Wiroj, who quit parliament to run for governor, was the top candidate among the first-time voters while placing fourth overall in the survey by Suan Dusit.
The vote falls on the anniversary of the Prayuth-led junta seizing power – an irony not lost on Wiroj.
“The election date, May 22 – eight years ago, a coup d’état occurred, right,” he asked. “So, this will definitely be payback for Prayuth Chan-o-cha’s act.”
The Bangkok vote will have significant implications on national politics and vice versa, said political analyst Termsak Chalermpalanupap, a visiting fellow at the ISEAS – Yusof Ishak Institute, a think-tank in Singapore.
“If Bangkok voters are happy with the prime minister, they will vote for either Aswin or Suchatvee. But if they are upset, they will turn to either Chadchart or Wiroj,” he wrote in a commentary last month.
Chadchart had a “commanding lead in opinion surveys” mainly because he was better prepared, Termsak said while noting that the three other top candidates could score an upset victory. Sentiments of the 700,000 new voters and Prayuth’s fluctuating political fortune could help determine the May 22 outcome.

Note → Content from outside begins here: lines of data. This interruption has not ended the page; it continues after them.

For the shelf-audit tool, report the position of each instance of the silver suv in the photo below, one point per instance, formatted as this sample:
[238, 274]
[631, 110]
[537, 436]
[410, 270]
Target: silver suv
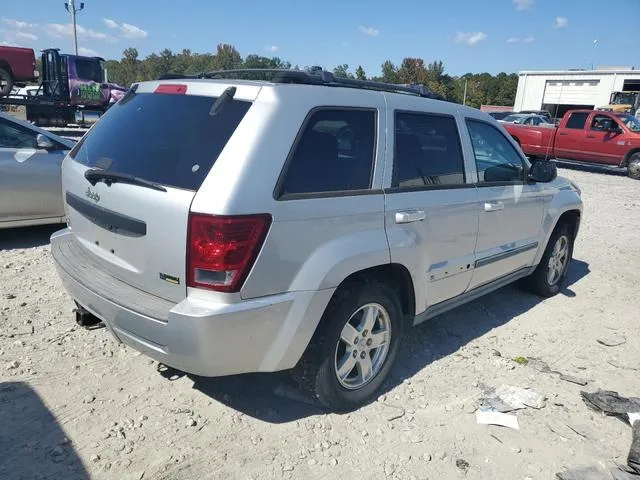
[224, 226]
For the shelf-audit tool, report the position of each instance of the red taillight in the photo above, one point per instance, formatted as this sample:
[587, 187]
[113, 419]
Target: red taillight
[221, 250]
[171, 88]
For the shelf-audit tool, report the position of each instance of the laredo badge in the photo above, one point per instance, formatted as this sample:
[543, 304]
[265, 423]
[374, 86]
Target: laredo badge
[169, 278]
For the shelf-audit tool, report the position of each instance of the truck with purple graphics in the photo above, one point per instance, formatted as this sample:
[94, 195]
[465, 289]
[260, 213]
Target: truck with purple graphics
[73, 90]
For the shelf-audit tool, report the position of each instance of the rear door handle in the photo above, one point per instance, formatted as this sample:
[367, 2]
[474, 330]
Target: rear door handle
[493, 206]
[410, 216]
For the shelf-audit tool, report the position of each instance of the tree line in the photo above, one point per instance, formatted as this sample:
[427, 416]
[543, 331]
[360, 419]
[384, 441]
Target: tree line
[481, 88]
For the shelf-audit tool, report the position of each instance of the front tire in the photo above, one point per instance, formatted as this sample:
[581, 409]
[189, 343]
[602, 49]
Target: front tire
[355, 347]
[6, 83]
[551, 272]
[633, 166]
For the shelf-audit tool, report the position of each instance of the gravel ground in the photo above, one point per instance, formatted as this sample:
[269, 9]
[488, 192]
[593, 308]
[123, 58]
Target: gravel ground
[75, 404]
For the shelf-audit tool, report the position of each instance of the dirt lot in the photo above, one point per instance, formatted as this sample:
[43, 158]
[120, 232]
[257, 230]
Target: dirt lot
[75, 404]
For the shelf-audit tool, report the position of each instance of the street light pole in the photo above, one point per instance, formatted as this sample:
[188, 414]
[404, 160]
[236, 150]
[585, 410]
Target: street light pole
[71, 8]
[464, 98]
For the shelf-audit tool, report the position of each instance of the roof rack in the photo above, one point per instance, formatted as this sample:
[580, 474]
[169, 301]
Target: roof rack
[313, 76]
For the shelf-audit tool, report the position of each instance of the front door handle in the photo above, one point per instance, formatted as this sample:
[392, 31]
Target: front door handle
[493, 206]
[410, 216]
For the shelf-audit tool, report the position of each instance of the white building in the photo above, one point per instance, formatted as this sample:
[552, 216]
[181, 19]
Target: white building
[559, 91]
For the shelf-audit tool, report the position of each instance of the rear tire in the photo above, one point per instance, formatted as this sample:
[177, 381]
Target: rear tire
[354, 347]
[633, 166]
[6, 82]
[551, 272]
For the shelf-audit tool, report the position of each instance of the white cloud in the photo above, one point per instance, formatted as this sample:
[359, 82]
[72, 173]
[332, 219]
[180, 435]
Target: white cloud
[523, 4]
[19, 25]
[372, 32]
[61, 30]
[131, 31]
[87, 52]
[528, 39]
[470, 38]
[110, 23]
[26, 36]
[561, 22]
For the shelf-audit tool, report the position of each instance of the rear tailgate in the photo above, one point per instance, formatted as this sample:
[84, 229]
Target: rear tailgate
[170, 140]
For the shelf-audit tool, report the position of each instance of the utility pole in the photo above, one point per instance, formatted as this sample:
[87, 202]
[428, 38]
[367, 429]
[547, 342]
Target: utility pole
[71, 8]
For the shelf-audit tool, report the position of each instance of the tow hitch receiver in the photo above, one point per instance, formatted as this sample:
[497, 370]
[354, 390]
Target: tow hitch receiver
[86, 319]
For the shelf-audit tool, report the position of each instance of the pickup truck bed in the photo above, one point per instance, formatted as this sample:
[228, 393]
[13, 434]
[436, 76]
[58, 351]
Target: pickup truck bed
[589, 136]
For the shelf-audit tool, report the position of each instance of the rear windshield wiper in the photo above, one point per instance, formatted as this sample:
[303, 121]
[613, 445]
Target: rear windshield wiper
[96, 175]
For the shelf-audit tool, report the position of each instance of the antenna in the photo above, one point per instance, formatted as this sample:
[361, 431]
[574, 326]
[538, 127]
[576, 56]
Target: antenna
[71, 8]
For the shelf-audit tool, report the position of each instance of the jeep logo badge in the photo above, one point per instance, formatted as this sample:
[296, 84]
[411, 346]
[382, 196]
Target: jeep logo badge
[92, 195]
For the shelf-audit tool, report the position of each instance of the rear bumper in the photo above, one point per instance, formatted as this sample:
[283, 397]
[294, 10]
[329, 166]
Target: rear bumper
[199, 337]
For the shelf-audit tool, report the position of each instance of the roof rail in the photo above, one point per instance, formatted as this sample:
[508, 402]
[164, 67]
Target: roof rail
[313, 76]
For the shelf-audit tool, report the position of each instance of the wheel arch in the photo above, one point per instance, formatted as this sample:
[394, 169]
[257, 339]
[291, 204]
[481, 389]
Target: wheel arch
[628, 156]
[564, 212]
[394, 275]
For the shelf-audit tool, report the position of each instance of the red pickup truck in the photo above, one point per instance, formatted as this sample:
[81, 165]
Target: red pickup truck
[17, 65]
[589, 136]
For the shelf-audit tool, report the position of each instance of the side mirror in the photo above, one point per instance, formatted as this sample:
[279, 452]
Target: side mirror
[44, 143]
[543, 171]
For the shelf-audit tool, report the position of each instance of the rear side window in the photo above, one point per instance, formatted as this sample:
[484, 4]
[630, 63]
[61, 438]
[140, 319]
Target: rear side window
[334, 153]
[173, 140]
[427, 151]
[577, 120]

Fed up with political parties
Poll-leader Chadchart, 55, said the vote will reflect “some but not 100 percent” of the current national political mood.
“People are fed up with big parties’ politics,” he said. “If you are with a party, the hierarchy and the policy will impede the actual work, but if you are an “independent, you control your every policy.”

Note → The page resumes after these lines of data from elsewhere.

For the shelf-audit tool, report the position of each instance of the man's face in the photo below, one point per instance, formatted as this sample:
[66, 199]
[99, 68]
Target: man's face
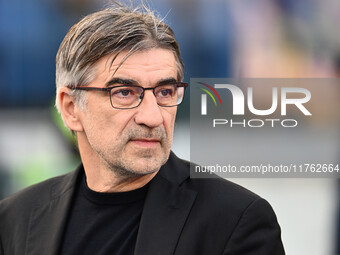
[130, 141]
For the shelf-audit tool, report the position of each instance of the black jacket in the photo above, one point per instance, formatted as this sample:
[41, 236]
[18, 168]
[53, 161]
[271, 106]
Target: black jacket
[181, 216]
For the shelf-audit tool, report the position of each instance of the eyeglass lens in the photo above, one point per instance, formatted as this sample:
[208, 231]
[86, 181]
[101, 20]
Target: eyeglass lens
[131, 96]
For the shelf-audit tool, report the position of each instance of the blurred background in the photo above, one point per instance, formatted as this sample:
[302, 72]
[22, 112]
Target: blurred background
[218, 38]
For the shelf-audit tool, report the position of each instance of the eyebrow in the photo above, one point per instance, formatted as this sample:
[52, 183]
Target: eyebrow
[123, 81]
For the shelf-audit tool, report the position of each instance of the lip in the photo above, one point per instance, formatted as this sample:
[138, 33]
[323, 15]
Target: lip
[145, 142]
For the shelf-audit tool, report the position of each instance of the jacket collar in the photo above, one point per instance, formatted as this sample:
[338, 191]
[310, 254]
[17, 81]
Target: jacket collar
[166, 209]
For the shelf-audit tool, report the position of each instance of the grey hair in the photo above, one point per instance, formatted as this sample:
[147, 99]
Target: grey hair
[110, 31]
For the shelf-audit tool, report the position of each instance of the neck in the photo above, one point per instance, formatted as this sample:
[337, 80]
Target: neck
[109, 182]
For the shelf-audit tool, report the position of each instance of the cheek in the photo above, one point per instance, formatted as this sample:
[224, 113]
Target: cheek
[169, 116]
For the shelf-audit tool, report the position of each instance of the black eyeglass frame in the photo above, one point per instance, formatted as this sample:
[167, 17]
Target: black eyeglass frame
[108, 89]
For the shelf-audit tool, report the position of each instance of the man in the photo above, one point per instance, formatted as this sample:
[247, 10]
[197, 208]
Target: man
[118, 76]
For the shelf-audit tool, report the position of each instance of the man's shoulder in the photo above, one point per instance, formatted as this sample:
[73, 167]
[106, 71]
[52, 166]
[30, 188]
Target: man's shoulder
[39, 193]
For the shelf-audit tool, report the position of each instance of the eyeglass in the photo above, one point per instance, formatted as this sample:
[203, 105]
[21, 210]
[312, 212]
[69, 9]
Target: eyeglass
[131, 96]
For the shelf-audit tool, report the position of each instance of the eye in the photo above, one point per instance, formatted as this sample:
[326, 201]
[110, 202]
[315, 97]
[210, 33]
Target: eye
[123, 92]
[166, 91]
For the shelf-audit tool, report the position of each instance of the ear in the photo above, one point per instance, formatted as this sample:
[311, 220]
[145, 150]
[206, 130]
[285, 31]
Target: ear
[69, 110]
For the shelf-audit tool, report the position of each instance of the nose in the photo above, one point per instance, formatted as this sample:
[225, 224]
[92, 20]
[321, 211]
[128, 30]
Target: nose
[149, 112]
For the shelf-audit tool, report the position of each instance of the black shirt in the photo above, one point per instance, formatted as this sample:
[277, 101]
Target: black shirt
[103, 223]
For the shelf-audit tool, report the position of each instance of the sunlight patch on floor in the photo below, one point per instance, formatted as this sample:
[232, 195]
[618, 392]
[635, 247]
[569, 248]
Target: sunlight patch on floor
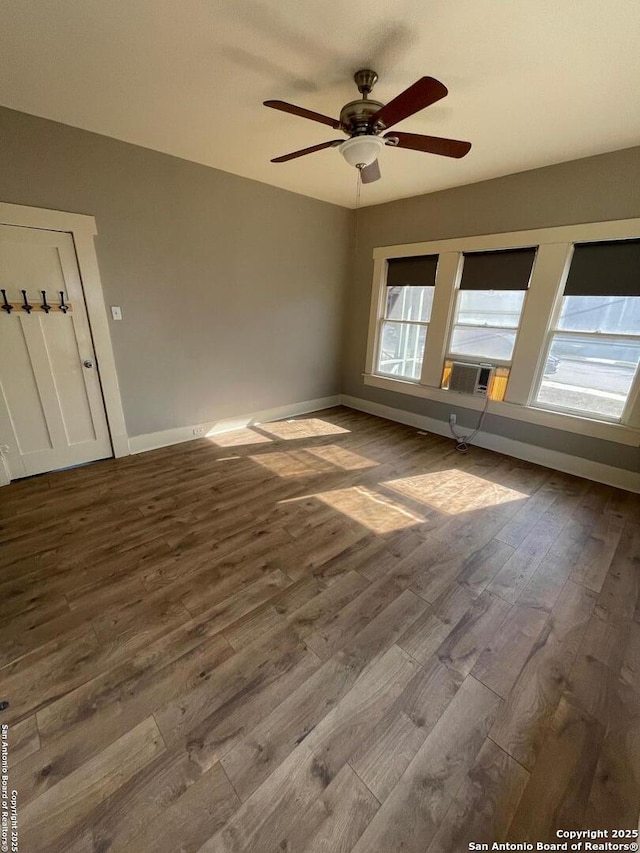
[238, 437]
[454, 491]
[307, 428]
[378, 513]
[342, 458]
[292, 463]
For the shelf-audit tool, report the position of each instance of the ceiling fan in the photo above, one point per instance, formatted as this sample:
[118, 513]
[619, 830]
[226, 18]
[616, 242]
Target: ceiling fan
[365, 121]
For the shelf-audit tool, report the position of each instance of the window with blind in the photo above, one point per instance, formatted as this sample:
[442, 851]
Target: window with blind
[593, 347]
[408, 301]
[489, 304]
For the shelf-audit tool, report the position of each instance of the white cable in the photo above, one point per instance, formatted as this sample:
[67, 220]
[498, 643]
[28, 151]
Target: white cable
[463, 442]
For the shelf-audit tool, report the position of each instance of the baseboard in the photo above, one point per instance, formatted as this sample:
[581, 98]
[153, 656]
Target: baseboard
[554, 459]
[164, 438]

One Bangkok voter said Chadchart might be “the most original politician” in recent years.
“Major political party candidates have disappointed me. I don’t think any young people will vote for them,” Somchai Kasem told BenarNews.
“I like Chadchart because he is always talking to the people on the ground. His movement has 10,000 volunteers,” said Somchai, a café worker.
Bangkok is the only region in Thailand where people can directly vote for the governor – an office won in five of the last 10 elections by the Democrat Party, the country’s oldest political party which has a conservative ideology.
Its candidate, Suchatvee, faces an uphill battle as the former deputy party leader, Prinn Panitchpakdi, has been accused of sexually abusing about 20 women in what the local media has called Thailand’s #MeToo moment.
Deputy Prime Minister Jurin Laksanawisit, the party leader, issued an apology and promised an investigation while Prinn has resigned.
“Sexual harassment is unacceptable. I want to make it clear. The question is … how do we prevent it,” said Suchatvee, 50, adding that he will focus on prevention and punishment if elected governor.
Nontarat Phaicharoen in Bangkok and Kunnawut Boonreak in Chiang Mai, Thailand, contributed to this report.